Monday, April 27, 2015

Southern California Spotlight: The Leaves - Too Many People/Love Minus Zero

Our final Southern California Battle of the Garage Bands entrant. What a rich well of music out of SoCal!

The Leaves hailed from Los Angeles. I thought that The Seeds discography was a mess with multiple releases of the same song with different catalogue numbers and different flip-sides. Man, let me tell you, The Leaves take the cake.

We focus today on The Leaves' first release, Too Many People/Love Minus Zero. It was released on the local label, Mira Records, and hit the stores in July of 1965. The A-side was composed by the band's first lead guitarist, Bill Rinehart and bassist, Jim Pons. Too Many People is a scorcher of an original. Wailing harmonica, pounding bass, double vocal attack from Pons and John Beck, snarly lyrics about fighting back against "the man" and some very nice Rickenbacker guitar leads.

With this first release, the flip-side was Bob Dylan's Love Minus Zero. A perfectly fine version, but ultimately a tepid number compared to the A-side.

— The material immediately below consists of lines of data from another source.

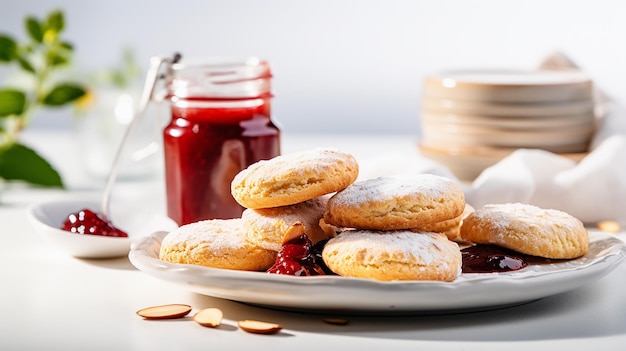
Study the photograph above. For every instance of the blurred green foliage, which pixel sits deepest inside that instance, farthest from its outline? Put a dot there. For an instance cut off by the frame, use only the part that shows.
(43, 53)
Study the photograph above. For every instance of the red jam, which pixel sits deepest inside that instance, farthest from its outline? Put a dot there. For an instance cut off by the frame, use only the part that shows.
(88, 222)
(220, 125)
(300, 257)
(204, 149)
(491, 259)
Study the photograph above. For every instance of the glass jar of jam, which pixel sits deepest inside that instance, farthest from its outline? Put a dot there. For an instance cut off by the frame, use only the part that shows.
(221, 123)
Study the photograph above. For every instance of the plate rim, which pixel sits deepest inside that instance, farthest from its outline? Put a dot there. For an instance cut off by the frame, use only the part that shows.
(184, 273)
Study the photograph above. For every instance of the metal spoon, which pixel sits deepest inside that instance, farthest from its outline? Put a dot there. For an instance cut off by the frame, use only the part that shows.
(148, 91)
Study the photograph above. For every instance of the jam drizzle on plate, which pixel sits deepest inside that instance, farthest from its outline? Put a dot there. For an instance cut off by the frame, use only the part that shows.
(491, 259)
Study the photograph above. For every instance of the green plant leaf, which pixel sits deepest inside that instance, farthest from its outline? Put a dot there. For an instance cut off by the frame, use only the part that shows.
(55, 21)
(25, 64)
(12, 102)
(33, 27)
(8, 48)
(57, 59)
(63, 93)
(67, 45)
(19, 162)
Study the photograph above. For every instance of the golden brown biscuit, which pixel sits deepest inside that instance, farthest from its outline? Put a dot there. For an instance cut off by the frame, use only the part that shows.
(527, 229)
(266, 227)
(451, 228)
(293, 178)
(393, 255)
(398, 202)
(215, 243)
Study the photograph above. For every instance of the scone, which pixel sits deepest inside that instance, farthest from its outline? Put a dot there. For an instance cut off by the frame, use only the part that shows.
(215, 243)
(527, 229)
(266, 227)
(293, 178)
(396, 202)
(451, 228)
(393, 255)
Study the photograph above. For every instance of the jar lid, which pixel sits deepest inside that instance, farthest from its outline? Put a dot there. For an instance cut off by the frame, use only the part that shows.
(215, 77)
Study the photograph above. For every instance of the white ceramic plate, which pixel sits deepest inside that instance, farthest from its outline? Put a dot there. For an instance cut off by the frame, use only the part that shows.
(333, 293)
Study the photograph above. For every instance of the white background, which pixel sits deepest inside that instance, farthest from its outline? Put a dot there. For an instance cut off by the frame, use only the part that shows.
(343, 66)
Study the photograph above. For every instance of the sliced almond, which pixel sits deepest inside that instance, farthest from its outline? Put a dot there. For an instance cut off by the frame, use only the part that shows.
(336, 321)
(293, 232)
(209, 317)
(609, 226)
(165, 311)
(258, 327)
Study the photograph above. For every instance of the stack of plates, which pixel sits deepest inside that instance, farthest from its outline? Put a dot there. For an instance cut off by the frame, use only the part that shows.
(471, 120)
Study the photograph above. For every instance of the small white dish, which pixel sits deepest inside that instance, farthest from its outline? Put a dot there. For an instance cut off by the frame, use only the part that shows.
(47, 218)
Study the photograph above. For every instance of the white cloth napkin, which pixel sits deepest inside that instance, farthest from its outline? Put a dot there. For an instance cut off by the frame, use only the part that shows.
(591, 190)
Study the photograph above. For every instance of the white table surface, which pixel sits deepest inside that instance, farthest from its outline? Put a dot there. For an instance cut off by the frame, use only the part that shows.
(51, 301)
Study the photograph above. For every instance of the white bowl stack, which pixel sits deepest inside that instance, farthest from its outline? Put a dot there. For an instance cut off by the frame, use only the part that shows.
(471, 120)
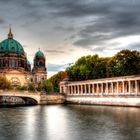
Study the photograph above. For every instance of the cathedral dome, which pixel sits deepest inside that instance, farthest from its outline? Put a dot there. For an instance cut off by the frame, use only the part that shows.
(39, 54)
(10, 45)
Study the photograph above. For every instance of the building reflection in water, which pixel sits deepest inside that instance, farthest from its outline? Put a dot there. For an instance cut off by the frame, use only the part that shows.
(71, 122)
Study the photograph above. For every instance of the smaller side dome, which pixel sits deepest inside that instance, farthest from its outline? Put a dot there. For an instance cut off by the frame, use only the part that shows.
(39, 54)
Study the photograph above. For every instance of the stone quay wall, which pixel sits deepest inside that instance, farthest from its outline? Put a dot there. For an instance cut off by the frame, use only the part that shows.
(52, 99)
(108, 100)
(124, 91)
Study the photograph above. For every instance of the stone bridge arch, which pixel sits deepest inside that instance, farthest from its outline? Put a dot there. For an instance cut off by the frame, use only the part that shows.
(33, 98)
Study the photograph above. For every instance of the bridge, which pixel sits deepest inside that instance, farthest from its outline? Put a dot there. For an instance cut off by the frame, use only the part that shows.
(27, 97)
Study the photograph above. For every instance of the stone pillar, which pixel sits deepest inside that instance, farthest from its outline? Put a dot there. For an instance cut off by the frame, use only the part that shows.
(85, 89)
(78, 89)
(136, 87)
(102, 90)
(81, 89)
(123, 90)
(129, 87)
(60, 89)
(74, 89)
(117, 87)
(112, 88)
(106, 88)
(89, 88)
(93, 88)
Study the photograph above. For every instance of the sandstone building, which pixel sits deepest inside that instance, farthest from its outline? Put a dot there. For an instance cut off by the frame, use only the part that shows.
(15, 66)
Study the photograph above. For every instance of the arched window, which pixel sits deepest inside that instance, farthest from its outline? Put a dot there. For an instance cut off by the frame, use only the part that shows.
(13, 63)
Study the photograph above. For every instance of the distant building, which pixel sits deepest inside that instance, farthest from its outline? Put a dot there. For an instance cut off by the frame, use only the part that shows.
(15, 66)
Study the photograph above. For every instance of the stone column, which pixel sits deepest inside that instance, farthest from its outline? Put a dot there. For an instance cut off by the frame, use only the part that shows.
(81, 89)
(74, 89)
(112, 88)
(107, 88)
(102, 90)
(78, 89)
(123, 87)
(89, 88)
(136, 87)
(85, 89)
(60, 89)
(93, 88)
(117, 87)
(129, 87)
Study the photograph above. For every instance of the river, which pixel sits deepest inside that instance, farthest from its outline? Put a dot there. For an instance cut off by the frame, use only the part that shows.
(69, 122)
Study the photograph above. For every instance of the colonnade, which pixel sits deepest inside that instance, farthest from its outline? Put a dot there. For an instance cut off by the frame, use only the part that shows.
(108, 86)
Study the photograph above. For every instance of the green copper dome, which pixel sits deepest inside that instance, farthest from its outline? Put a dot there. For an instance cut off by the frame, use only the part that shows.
(39, 54)
(11, 46)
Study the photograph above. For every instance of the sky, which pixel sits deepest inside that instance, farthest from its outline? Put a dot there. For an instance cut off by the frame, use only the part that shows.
(65, 30)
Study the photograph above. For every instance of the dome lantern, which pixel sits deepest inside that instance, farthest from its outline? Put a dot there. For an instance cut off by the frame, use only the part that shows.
(10, 34)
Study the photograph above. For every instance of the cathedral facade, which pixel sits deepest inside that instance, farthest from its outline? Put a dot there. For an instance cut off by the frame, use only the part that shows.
(15, 66)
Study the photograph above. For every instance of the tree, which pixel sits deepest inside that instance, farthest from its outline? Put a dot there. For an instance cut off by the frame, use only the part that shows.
(124, 63)
(55, 80)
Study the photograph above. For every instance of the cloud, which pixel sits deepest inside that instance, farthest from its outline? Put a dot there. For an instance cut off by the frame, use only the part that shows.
(75, 25)
(55, 67)
(54, 51)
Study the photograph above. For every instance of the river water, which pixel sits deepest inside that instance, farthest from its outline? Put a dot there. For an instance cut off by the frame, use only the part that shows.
(69, 122)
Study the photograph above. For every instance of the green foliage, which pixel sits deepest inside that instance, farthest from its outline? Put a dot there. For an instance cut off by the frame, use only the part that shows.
(55, 79)
(22, 88)
(124, 63)
(88, 67)
(4, 83)
(31, 87)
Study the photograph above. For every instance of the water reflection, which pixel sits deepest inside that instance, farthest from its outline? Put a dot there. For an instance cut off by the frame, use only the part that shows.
(71, 122)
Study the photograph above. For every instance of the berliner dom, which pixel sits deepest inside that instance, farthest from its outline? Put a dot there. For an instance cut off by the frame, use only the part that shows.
(15, 66)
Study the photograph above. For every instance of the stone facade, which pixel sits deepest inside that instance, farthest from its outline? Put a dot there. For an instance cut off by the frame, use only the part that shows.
(15, 66)
(126, 85)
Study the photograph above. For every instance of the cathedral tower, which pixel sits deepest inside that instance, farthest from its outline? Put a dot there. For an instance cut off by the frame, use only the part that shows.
(39, 68)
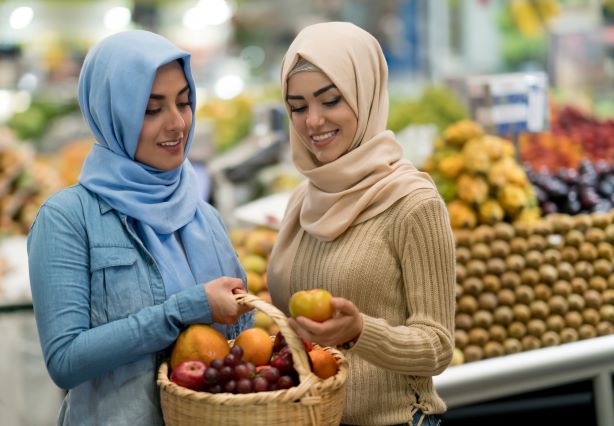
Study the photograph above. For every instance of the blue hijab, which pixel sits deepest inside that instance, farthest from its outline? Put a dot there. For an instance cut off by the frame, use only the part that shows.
(114, 88)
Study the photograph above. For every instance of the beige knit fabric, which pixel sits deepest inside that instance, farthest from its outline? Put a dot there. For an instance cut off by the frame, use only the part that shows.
(407, 307)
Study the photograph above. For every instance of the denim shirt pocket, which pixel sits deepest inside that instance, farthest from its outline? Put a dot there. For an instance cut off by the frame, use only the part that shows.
(115, 287)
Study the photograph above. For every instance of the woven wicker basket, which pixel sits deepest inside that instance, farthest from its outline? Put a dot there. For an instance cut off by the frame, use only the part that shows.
(313, 402)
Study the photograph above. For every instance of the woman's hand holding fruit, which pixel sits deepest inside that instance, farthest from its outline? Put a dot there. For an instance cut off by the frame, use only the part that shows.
(344, 325)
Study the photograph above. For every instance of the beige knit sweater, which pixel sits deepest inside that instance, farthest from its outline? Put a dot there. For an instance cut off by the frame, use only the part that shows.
(398, 268)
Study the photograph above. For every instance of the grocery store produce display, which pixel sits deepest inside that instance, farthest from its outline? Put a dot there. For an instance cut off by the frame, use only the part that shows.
(586, 189)
(526, 286)
(531, 284)
(25, 182)
(574, 135)
(480, 179)
(253, 246)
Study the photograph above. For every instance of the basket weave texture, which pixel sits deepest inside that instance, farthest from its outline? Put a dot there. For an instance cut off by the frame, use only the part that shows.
(313, 402)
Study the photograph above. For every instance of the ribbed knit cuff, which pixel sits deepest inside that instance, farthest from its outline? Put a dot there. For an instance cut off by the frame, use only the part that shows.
(370, 338)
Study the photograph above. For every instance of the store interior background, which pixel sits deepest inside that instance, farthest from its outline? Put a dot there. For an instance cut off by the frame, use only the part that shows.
(240, 148)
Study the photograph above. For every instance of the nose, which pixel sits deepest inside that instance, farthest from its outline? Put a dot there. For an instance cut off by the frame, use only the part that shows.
(175, 122)
(314, 118)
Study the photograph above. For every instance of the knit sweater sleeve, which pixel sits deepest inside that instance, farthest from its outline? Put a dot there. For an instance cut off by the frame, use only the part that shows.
(423, 239)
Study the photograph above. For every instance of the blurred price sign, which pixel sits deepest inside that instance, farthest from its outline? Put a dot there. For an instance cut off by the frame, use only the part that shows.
(508, 104)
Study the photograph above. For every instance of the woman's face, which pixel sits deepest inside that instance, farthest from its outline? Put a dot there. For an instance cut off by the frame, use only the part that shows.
(167, 121)
(321, 115)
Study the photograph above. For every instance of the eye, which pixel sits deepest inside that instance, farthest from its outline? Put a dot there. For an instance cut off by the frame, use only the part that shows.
(297, 109)
(333, 101)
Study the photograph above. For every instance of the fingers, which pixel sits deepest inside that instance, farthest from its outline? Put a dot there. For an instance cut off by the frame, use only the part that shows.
(224, 307)
(343, 306)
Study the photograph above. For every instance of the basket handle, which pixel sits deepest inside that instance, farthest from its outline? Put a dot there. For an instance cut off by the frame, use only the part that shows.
(299, 355)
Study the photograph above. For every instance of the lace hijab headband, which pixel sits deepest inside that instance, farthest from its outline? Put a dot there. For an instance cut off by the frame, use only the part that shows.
(303, 65)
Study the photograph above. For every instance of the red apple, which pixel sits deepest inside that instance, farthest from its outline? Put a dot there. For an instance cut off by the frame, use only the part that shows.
(189, 374)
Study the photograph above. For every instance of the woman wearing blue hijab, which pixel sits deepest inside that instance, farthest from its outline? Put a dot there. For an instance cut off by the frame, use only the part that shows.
(123, 261)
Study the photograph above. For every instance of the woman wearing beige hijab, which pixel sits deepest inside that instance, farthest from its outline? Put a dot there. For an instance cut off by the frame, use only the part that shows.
(367, 226)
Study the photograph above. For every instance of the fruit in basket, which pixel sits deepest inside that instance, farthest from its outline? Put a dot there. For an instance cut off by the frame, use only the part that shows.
(313, 304)
(189, 374)
(256, 344)
(324, 364)
(199, 341)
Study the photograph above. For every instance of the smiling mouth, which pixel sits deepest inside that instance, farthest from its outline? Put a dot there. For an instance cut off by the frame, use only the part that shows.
(324, 137)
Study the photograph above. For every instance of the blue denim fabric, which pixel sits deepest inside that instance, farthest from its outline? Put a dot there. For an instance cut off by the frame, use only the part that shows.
(101, 309)
(429, 420)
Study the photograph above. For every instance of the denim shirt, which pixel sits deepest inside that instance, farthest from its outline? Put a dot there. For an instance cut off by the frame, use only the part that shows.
(103, 317)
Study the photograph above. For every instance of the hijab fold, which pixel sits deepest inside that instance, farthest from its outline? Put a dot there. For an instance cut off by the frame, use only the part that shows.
(177, 228)
(363, 182)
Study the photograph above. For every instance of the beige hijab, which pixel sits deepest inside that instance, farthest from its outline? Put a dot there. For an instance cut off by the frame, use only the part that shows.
(364, 181)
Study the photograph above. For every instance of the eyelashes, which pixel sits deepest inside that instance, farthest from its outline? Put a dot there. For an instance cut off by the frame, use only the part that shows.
(330, 104)
(155, 111)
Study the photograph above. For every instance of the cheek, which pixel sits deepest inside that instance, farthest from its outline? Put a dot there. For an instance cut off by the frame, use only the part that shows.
(187, 118)
(148, 131)
(298, 123)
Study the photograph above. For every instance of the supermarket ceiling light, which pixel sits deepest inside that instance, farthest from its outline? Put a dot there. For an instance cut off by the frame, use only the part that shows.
(229, 86)
(21, 17)
(117, 18)
(207, 13)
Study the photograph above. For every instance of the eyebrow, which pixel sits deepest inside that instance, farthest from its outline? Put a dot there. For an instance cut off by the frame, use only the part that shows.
(316, 93)
(155, 96)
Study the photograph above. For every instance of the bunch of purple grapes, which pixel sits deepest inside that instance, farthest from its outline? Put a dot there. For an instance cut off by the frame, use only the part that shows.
(232, 374)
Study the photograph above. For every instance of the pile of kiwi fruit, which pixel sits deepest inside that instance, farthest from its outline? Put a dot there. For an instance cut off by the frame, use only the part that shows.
(531, 285)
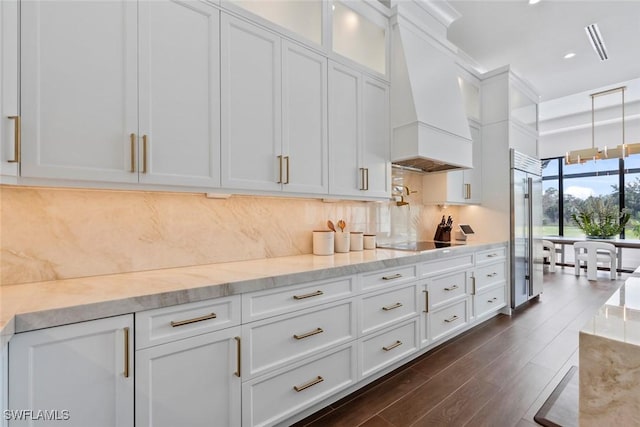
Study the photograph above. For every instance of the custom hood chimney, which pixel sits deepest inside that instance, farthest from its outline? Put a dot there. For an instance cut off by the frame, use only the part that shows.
(430, 127)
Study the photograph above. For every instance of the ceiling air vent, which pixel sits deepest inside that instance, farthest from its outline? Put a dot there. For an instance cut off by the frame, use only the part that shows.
(596, 41)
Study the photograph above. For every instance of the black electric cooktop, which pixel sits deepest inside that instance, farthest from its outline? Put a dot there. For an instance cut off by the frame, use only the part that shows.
(424, 245)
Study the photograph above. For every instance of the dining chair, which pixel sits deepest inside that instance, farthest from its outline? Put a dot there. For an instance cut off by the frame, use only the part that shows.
(592, 253)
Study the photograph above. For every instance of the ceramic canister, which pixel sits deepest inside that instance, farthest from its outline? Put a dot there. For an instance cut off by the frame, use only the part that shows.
(323, 242)
(356, 241)
(342, 241)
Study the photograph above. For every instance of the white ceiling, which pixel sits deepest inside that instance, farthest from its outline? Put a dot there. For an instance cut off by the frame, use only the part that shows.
(533, 40)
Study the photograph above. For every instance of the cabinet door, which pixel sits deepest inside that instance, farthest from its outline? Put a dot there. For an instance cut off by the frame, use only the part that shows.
(190, 382)
(9, 88)
(78, 89)
(179, 93)
(376, 150)
(472, 187)
(251, 106)
(83, 368)
(345, 102)
(304, 111)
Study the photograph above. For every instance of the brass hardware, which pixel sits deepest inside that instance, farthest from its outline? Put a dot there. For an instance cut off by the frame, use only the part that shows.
(308, 334)
(311, 383)
(194, 320)
(132, 138)
(391, 307)
(144, 153)
(239, 356)
(126, 352)
(312, 294)
(392, 346)
(287, 159)
(17, 139)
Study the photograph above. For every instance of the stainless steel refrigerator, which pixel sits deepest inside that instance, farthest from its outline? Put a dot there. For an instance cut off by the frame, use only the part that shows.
(526, 228)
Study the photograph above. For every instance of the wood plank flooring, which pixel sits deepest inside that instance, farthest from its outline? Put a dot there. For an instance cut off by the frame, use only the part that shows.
(497, 374)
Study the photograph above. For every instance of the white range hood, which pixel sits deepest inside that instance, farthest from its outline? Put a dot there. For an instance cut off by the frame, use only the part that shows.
(430, 127)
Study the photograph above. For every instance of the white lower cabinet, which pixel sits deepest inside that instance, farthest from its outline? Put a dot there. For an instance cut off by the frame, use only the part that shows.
(190, 382)
(73, 375)
(281, 394)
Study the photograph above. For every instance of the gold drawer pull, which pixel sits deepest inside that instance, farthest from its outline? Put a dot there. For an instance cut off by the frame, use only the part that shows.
(312, 294)
(392, 346)
(452, 319)
(311, 383)
(391, 307)
(197, 319)
(308, 334)
(17, 136)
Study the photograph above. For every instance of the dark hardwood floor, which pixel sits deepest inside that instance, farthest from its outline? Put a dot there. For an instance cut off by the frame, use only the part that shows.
(497, 374)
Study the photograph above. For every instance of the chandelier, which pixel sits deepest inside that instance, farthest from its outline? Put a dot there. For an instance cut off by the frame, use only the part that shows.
(595, 153)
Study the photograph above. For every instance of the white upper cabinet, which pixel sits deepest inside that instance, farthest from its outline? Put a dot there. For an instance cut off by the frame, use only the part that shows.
(273, 112)
(358, 134)
(179, 91)
(108, 93)
(78, 89)
(9, 112)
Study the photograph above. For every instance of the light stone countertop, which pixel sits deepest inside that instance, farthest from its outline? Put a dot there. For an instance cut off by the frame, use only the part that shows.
(39, 305)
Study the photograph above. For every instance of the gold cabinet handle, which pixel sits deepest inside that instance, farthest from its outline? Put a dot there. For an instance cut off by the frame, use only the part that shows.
(132, 138)
(452, 319)
(280, 170)
(145, 141)
(392, 346)
(311, 383)
(391, 307)
(238, 357)
(308, 334)
(286, 158)
(17, 137)
(126, 352)
(194, 320)
(311, 295)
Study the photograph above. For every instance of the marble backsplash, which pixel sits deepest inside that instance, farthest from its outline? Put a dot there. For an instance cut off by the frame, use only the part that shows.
(56, 233)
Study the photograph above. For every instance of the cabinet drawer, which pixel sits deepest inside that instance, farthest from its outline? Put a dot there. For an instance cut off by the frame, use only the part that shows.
(489, 275)
(491, 255)
(448, 319)
(275, 397)
(381, 350)
(384, 309)
(259, 305)
(489, 300)
(166, 324)
(432, 268)
(443, 289)
(389, 277)
(283, 339)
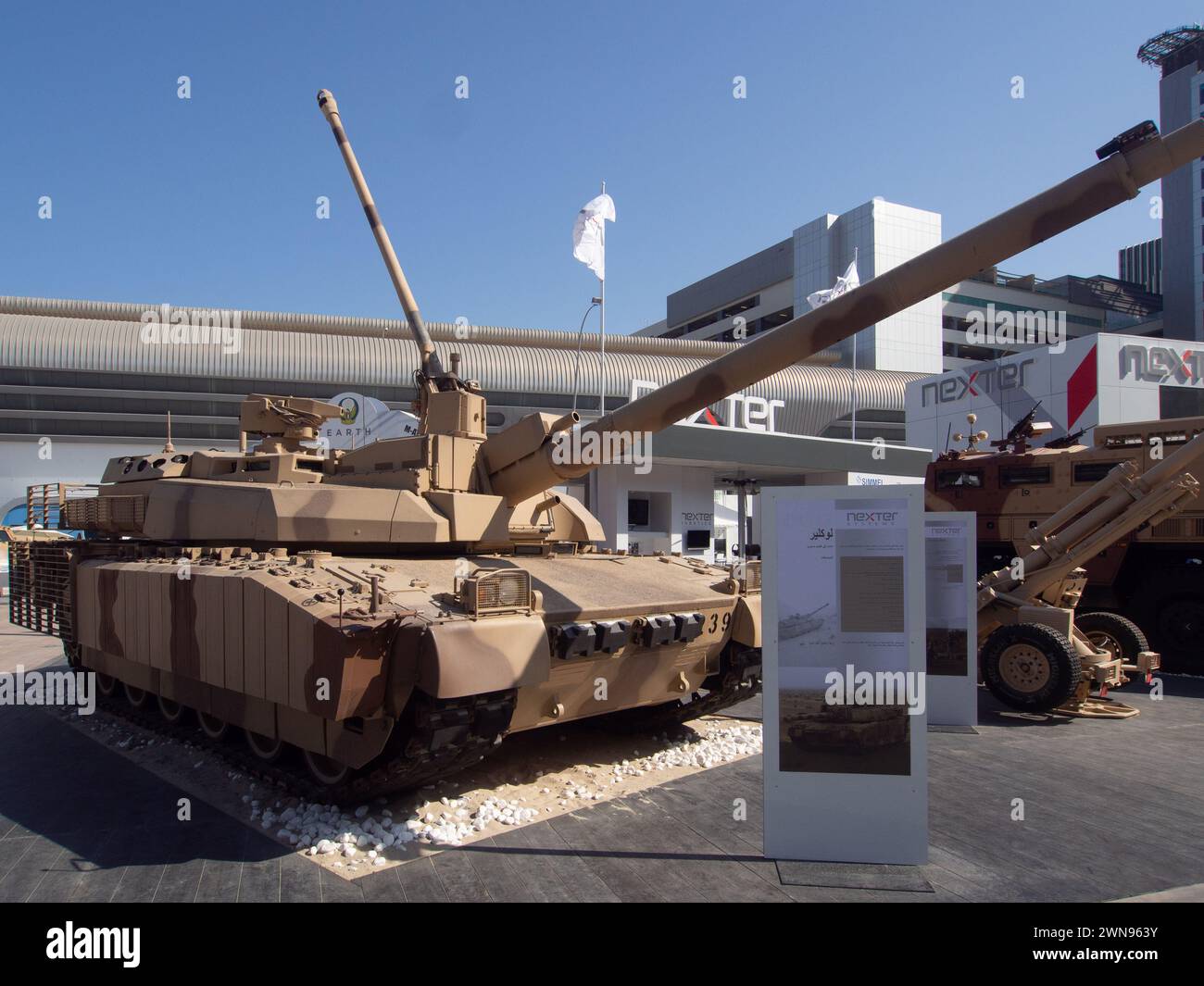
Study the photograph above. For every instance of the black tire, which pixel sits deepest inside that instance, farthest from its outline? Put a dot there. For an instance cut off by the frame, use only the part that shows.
(1030, 668)
(1112, 632)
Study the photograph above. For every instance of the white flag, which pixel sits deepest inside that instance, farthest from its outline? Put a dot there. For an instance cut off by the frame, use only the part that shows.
(589, 235)
(843, 285)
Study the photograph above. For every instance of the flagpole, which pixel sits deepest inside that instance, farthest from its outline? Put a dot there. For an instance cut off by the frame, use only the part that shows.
(602, 319)
(853, 380)
(853, 389)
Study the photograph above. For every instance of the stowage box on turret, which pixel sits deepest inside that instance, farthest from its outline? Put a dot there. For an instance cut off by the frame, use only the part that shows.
(394, 610)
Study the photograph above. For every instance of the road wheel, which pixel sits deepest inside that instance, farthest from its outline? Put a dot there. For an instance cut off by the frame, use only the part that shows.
(1030, 666)
(136, 697)
(266, 748)
(1118, 634)
(213, 728)
(325, 770)
(171, 712)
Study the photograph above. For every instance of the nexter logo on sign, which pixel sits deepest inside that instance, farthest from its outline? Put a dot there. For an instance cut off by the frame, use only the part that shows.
(1160, 364)
(990, 380)
(872, 518)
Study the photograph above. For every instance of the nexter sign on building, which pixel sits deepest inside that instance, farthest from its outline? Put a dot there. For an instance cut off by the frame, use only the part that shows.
(1098, 380)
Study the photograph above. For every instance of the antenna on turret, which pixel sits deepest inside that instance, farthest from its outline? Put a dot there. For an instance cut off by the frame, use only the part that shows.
(433, 369)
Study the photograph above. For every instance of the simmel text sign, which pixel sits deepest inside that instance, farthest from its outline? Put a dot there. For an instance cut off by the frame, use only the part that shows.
(846, 729)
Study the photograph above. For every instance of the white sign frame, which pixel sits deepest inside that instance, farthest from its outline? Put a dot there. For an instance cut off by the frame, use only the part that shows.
(858, 818)
(952, 698)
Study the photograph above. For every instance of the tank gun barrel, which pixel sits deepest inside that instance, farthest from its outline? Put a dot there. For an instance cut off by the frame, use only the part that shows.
(1091, 192)
(432, 366)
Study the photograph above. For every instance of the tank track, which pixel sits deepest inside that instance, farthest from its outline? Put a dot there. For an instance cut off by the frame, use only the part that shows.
(433, 740)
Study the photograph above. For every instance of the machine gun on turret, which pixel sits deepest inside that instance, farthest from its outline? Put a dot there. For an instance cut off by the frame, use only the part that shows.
(1016, 440)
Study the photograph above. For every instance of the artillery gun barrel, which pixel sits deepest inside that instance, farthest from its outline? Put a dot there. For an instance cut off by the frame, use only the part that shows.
(430, 357)
(1091, 192)
(1100, 516)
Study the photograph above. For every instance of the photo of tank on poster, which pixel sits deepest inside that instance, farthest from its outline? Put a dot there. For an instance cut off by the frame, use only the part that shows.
(842, 632)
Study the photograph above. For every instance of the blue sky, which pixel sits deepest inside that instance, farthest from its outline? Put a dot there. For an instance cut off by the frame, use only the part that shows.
(211, 200)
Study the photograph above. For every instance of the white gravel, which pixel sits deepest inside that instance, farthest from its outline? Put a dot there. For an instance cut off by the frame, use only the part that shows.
(325, 830)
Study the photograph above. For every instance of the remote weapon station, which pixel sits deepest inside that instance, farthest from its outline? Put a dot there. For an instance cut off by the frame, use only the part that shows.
(388, 614)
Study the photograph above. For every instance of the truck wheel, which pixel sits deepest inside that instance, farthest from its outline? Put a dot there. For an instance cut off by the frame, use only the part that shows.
(1118, 634)
(1030, 668)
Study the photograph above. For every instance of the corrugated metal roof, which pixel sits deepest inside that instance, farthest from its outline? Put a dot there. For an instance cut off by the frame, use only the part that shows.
(814, 395)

Too Many People would be rerecorded for the band's LP. That rerecording is a greatly inferior version to what we have here on their debut single. The single would get released again, a full year after this initial release, with Girl From The East as the flip-side. That song would be released on no less than four straight singles from the band! And we haven't even touched on the three different recordings of Hey Joe that the band released in less than six months. Sheesh!